Een crematie kan evt. plaatsvinden in een andere gemeente.

Er wordt geen asbus verstrekt, maar na vier weken vindt as verstrooiing plaats op het terrein van het uitvaartcentrum of wordt tegen hetzelfde tarief gekozen voor uitstrooiing boven zee.

Wanneer nabestaanden vóór verstrooiing een asbus willen, dan moeten zij eerst de openstaande rekening van de uitvaart voldoen.

De kosten van de uitvaart worden betaald uit de post: “uitgaven bevolkingsadministratie” en de opbrengsten (nalatenschap, verhaal) op de post “inkomsten bevolkingsadministratie”.

 

Onze gemeente is verantwoordelijk voor overledenen die zich hier bevinden op het tijdstip van overlijden, ongeacht de woonplaats. Andersom is het zo dat inwoners van Alphen aan den Rijn die in een andere gemeente (bijv. in het ziekenhuis in Gouda of Leiden) overlijden een zorg zijn voor die gemeente en niet voor onze gemeente.

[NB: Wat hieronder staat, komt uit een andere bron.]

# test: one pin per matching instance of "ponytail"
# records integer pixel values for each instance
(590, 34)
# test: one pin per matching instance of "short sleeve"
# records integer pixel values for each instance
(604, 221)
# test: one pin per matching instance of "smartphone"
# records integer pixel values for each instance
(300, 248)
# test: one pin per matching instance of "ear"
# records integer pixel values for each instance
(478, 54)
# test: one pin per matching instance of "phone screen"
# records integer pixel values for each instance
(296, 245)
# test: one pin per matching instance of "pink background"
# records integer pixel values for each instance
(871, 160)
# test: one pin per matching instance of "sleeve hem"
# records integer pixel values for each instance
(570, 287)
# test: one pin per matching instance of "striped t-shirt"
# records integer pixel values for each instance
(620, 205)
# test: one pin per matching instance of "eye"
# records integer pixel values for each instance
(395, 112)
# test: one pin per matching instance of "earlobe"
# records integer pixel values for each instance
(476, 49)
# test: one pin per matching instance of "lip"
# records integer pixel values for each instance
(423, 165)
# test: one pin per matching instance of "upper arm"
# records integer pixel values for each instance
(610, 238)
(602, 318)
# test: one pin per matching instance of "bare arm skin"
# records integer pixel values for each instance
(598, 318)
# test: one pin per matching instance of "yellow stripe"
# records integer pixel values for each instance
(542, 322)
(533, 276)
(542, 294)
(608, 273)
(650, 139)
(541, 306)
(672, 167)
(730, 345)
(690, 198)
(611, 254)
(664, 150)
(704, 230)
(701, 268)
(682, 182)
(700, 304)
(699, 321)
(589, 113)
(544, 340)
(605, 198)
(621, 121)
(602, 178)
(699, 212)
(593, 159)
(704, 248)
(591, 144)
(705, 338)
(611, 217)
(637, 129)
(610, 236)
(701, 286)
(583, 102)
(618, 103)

Begraven heeft de voorkeur vanwege het “bewaren” van een herdenkingsplek en omdat een herbegraving of crematie dan mogelijk blijven. Het kan zo zijn dat er nabestaanden zijn die pas later achterhaald kunnen worden. Het herbegraven of cremeren dient dan wel binnen ongeveer twee maanden na de begrafenis te gebeuren en met toestemming van de Inspecteur Volksgezondheid. Na die periode zijn er dusdanige arbeidstechnische en milieuhygiënische maatregelen nodig dat het absoluut niet wenselijk is om over te gaan tot herbegraven. Dit kan dan pas weer nadat de wettelijke grafrust termijn van 10 jaar verstreken is. De burgemeester dient voor een opgraving een vergunning te verlenen en moet daarbij alle belangen (zowel die van de nabestaanden als ook maatschappelijke belangen) afwegen. Het voert in het kader van deze notitie te ver om hierop in te gaan.

 

Verhaal door het college

Uitgangspunt van de Wet op de lijkbezorging (Wlb) is dat nabestaanden niet alleen financieel maar ook moreel, verantwoordelijk zijn voor de uitvaart. Verder is het uitgangspunt van de wet dat de zorg voor de lijkbezorging niet alleen afhankelijk is van familierechtelijke betrekkingen maar ook van de feitelijke betrekkingen. Ook van vrienden, kennissen etc. kan en mag in bepaalde gevallen verwacht worden dat zij de uitvaart verzorgen. De kosten van een uitvaart kunnen zoals voornoemd, verhaald worden op de bij de overledene gevonden goederen of gelden en vervolgens uit de nalatenschap. Is dit onvoldoende om de kosten te dekken dan heeft de gemeente een verhaalsrecht op bloed- en aanverwanten, die volgens artikel 22 Wlb juncto 1:392-396 BW tot het verstrekken van levensonderhoud aan de overledene verplicht zouden zijn geweest. Dat zijn: (ex) echtgen(o)t(e), ouders, wettige en natuurlijke kinderen, behuwde (aangetrouwde) kinderen, schoon- en stiefouders. Het verhaal op de nabestaanden is geen claim op de nalatenschap maar een vordering rechtstreeks op de bloed- en aanverwanten of zij nu de nalatenschap (beneficiair) aanvaarden of niet.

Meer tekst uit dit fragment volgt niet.